C’est un signe, un de plus mais spectaculaire, des divisions au sein de la hiérarchie religieuse iranienne. Cité hier par la presse de Téhéran, Ali Akbar Hachémi Rafsandjani, président du Conseil de discernement de l’intérêt supérieur du régime, l’une des plus hautes instances de la théocratie qui dirige la République islamique, vient de déclarer : « Nous voyons qu’une page Facebook peut influencer des millions de gens ou qu’une vidéo prise par un téléphone portable peut être vue par le monde entier ».

On pourrait imaginer que la conclusion qu’il en tirait était qu’il fallait interdire, brûler, ces diableries mais non ! « Ceci est, à mon avis, une bénédiction », enchaîne-t-il au contraire alors même que Facebook, les téléphones portables et l’ensemble des réseaux sociaux avaient été, en 2009, l’arme par excellence des manifestations de protestation contre la réélection frauduleuse de Mahmoud Ahmadinejad à la présidence de la République.

Dans une parfaite anticipation des révolutions arabes de l’année dernière, les jeunes Iraniens avaient alors utilisé les nouveaux moyens de communication pour appeler aux rassemblements, en fixer l’heure et le lieu, proposer des mots d’ordre et surtout, avant tout, filmer tout ce qui s’y passait et donner aussitôt à voir à l’Iran et au monde l’ampleur des cortèges et la brutalité de la répression. Ce sont les Iraniens qui avaient inventé ce journalisme internet, amateur et militant, qui avait ensuite tellement servi aux Tunisiens et aux Egyptiens avant de témoigner maintenant des massacres quotidiens en Syrie.

En Iran, en faire l’éloge aujourd’hui, c’est faire l’éloge des manifestations de 2009, du printemps arabe et de l’insurrection syrienne, c’est le faire en sous-entendu mais sans ambiguïté et la suite des propos d’Hachémi Rafsandjani est encore plus claire. « Si les réseaux sociaux n’existaient pas, les mouvements contre la tyrannie et l’oppression seraient en danger », poursuit-il avant d’ajouter qu’on « ne peut pas stopper les gens dans leur recherche d’information » ce que le régime iranien s’acharne pourtant à faire.

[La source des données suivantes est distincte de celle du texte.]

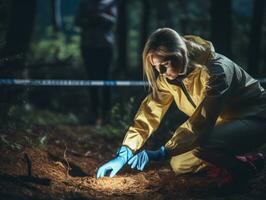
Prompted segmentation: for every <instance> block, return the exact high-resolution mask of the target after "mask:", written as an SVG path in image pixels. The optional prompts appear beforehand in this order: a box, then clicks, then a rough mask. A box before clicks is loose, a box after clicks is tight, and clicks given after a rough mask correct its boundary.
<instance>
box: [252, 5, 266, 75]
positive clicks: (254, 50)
mask: <svg viewBox="0 0 266 200" xmlns="http://www.w3.org/2000/svg"><path fill="white" fill-rule="evenodd" d="M264 7H265V0H255V3H254V8H253V17H252V22H251V30H250V40H249V48H248V54H249V55H248V71H249V73H250V74H251V75H255V76H256V75H258V73H259V58H260V44H261V34H262V25H263V14H264Z"/></svg>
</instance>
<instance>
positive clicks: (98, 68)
mask: <svg viewBox="0 0 266 200" xmlns="http://www.w3.org/2000/svg"><path fill="white" fill-rule="evenodd" d="M81 52H82V57H83V60H84V64H85V66H86V69H87V75H88V79H90V80H107V79H108V78H109V71H110V66H111V62H112V56H113V50H112V47H106V48H89V47H82V48H81ZM89 92H90V94H89V95H90V113H91V116H90V120H91V121H92V122H93V121H94V120H96V119H97V118H99V117H101V118H102V117H106V116H108V115H107V113H108V111H109V110H110V104H111V103H110V100H111V98H110V88H109V87H106V86H105V87H103V88H100V87H97V86H95V87H91V88H90V90H89Z"/></svg>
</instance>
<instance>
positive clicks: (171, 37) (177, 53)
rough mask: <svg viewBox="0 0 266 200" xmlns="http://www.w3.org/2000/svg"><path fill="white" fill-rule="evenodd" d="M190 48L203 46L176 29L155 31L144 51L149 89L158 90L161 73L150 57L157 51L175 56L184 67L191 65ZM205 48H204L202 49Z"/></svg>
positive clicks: (200, 47) (145, 67)
mask: <svg viewBox="0 0 266 200" xmlns="http://www.w3.org/2000/svg"><path fill="white" fill-rule="evenodd" d="M188 48H189V49H190V48H203V47H202V46H199V45H197V44H196V43H193V42H191V41H188V40H186V39H185V38H183V37H182V36H180V35H179V34H178V33H177V32H176V31H174V30H173V29H170V28H160V29H157V30H156V31H155V32H153V33H152V34H151V35H150V37H149V38H148V40H147V42H146V44H145V47H144V50H143V53H142V59H143V76H144V79H145V78H146V79H147V81H148V85H149V90H151V91H152V92H153V94H154V95H155V94H156V93H157V91H158V87H157V84H156V79H157V77H158V76H159V74H158V73H157V72H156V70H155V69H154V68H153V67H152V64H151V62H150V57H151V56H152V54H154V53H156V54H159V55H162V56H165V57H167V56H175V57H176V58H177V60H178V61H179V63H180V64H181V66H178V67H183V68H184V69H186V68H187V66H188V65H189V62H190V60H189V56H190V55H189V50H188ZM201 50H203V49H201Z"/></svg>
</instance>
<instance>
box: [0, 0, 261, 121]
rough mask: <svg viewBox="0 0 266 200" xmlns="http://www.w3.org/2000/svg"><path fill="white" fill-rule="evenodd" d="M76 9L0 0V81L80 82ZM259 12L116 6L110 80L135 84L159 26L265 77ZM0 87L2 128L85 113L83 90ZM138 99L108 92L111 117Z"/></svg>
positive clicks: (79, 38) (237, 6)
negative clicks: (117, 11) (195, 39)
mask: <svg viewBox="0 0 266 200" xmlns="http://www.w3.org/2000/svg"><path fill="white" fill-rule="evenodd" d="M78 4H79V0H61V1H60V0H49V1H47V0H46V1H44V0H23V1H22V0H0V55H1V57H0V77H1V78H30V79H87V77H86V73H84V71H85V69H84V64H83V62H82V59H81V55H80V49H79V48H80V47H79V42H80V29H79V27H77V26H76V25H75V23H74V21H75V20H74V19H75V15H76V12H77V7H78ZM265 7H266V3H265V1H264V0H190V1H186V0H118V1H117V8H118V19H117V23H116V27H115V29H114V33H115V36H116V42H115V45H114V48H115V56H114V59H113V63H112V68H111V74H110V77H111V79H113V80H142V63H141V52H142V49H143V45H144V43H145V40H146V39H147V37H148V35H149V34H150V33H151V32H153V31H154V30H155V29H157V28H159V27H171V28H174V29H175V30H176V31H177V32H179V33H181V34H182V35H185V34H194V35H199V36H201V37H203V38H205V39H207V40H210V41H212V42H213V44H214V46H215V49H216V51H217V52H219V53H222V54H224V55H226V56H228V57H230V58H231V59H232V60H234V61H235V62H236V63H238V64H239V65H240V66H242V67H243V68H245V69H246V70H247V71H248V72H249V73H250V74H252V75H253V76H254V77H257V78H264V77H266V57H265V51H266V39H265V35H266V24H265V21H266V12H265ZM0 89H1V92H0V98H1V119H2V122H3V121H8V123H10V121H16V120H19V121H20V122H23V123H24V122H27V120H29V121H31V120H33V121H34V120H35V121H37V122H36V123H47V121H48V123H56V122H61V121H60V120H62V121H63V122H78V123H86V119H87V116H88V115H89V110H88V104H89V103H90V102H89V100H88V96H89V92H88V88H81V87H68V88H66V87H29V86H27V87H23V86H3V85H1V86H0ZM145 95H146V90H145V89H144V88H143V87H116V88H114V87H113V88H112V107H113V109H112V112H111V114H112V115H117V116H119V115H120V114H121V113H122V115H123V112H127V113H129V114H130V115H132V116H133V115H134V113H135V112H136V109H135V108H136V107H137V106H138V104H139V102H140V101H141V99H142V98H143V97H144V96H145ZM128 110H129V112H128ZM55 113H56V114H55ZM120 117H121V116H120ZM125 120H126V119H125Z"/></svg>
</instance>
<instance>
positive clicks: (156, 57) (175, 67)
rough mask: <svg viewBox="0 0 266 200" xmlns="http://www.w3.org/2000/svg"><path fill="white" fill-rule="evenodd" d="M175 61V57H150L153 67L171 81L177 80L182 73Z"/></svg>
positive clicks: (152, 54)
mask: <svg viewBox="0 0 266 200" xmlns="http://www.w3.org/2000/svg"><path fill="white" fill-rule="evenodd" d="M175 59H176V58H174V57H173V56H172V57H165V56H162V55H159V54H152V55H151V56H150V62H151V64H152V66H153V67H154V68H155V69H156V70H157V71H158V72H159V73H160V74H162V75H163V76H165V77H166V78H167V79H169V80H174V79H176V78H177V77H178V75H179V73H180V71H181V69H180V67H179V66H178V62H177V61H176V60H175Z"/></svg>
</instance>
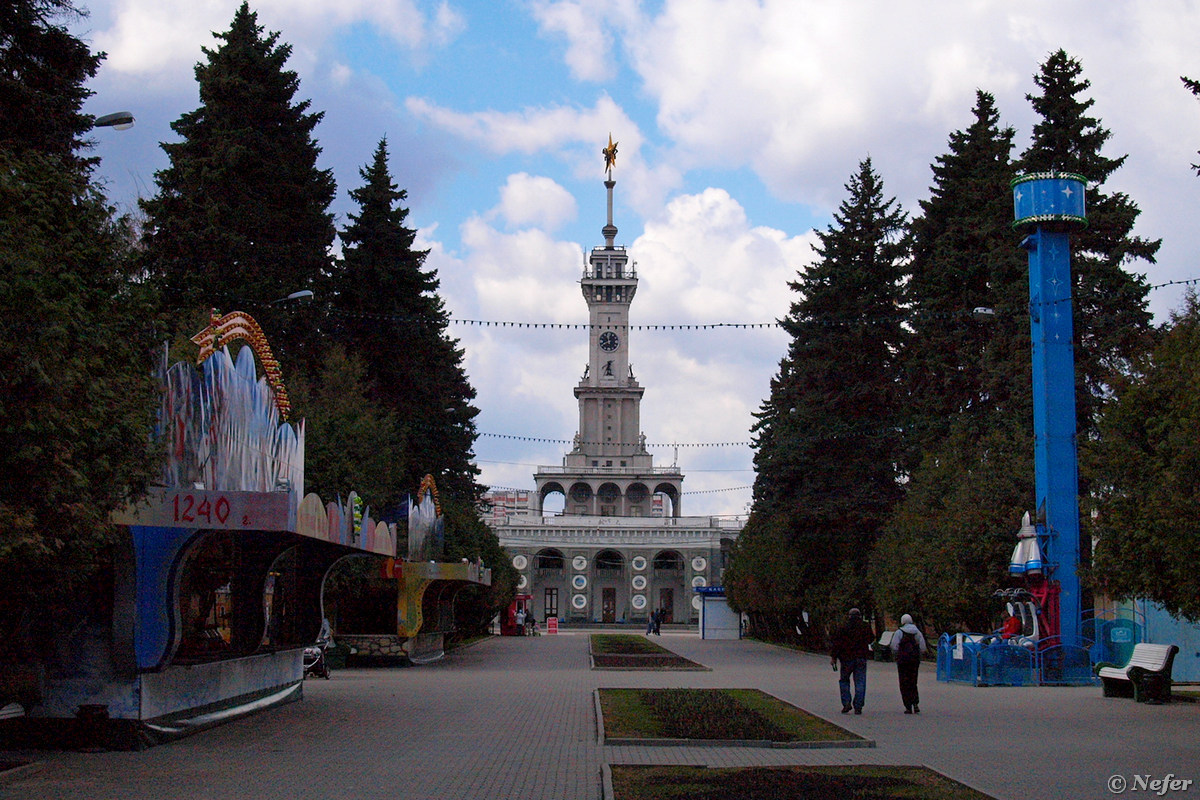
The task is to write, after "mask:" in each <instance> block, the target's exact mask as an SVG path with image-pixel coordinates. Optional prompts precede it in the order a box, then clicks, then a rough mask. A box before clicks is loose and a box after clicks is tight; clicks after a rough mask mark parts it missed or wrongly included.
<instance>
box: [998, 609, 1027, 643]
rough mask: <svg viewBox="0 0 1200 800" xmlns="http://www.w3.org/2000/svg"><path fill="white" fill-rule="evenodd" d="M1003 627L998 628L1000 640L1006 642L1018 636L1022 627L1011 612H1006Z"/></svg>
mask: <svg viewBox="0 0 1200 800" xmlns="http://www.w3.org/2000/svg"><path fill="white" fill-rule="evenodd" d="M1006 614H1007V616H1006V618H1004V625H1003V626H1002V627H1001V628H1000V638H1001V639H1004V640H1006V642H1007V640H1008V639H1010V638H1013V637H1014V636H1020V634H1021V631H1022V630H1024V626H1022V625H1021V618H1020V616H1018V615H1016V614H1014V613H1013V612H1006Z"/></svg>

Comme en Chine, internet est étroitement surveillé en Iran où près de la moitié des 75 millions d’Iraniens sont connectés à la toile, où le pouvoir s’acharne à bloquer l’accès à de nombreux sites au moindre frémissement politique mais où, les internautes, plus encore qu’en Chine, ont développé des logiciels de contournement des blocages.

Cet art est devenu un sport national que vient, de fait, d’encourager le président du Conseil de discernement mais pourquoi le fait-il et pourquoi maintenant ? Difficile à dire précisément tant les arcanes du pouvoir iranien sont opaques mais la certitude est qu’Hachémi Rafsandjani n’agit jamais par hasard. Ancien président de la République, figure historique du régime et père d’une opposante très active, cet homme multiplie depuis dix ans les appels du pied à la jeunesse, se campe en moderniste en sachant toujours jusqu’où ne pas aller trop loin et, s’il vient d’aller si loin, c’est qu’il a en pensé le moment venu.

A l’heure où le Guide suprême et l’actuel président se déchirent sur fond de désarroi du régime, il vient de reprendre date et c’est à suivre.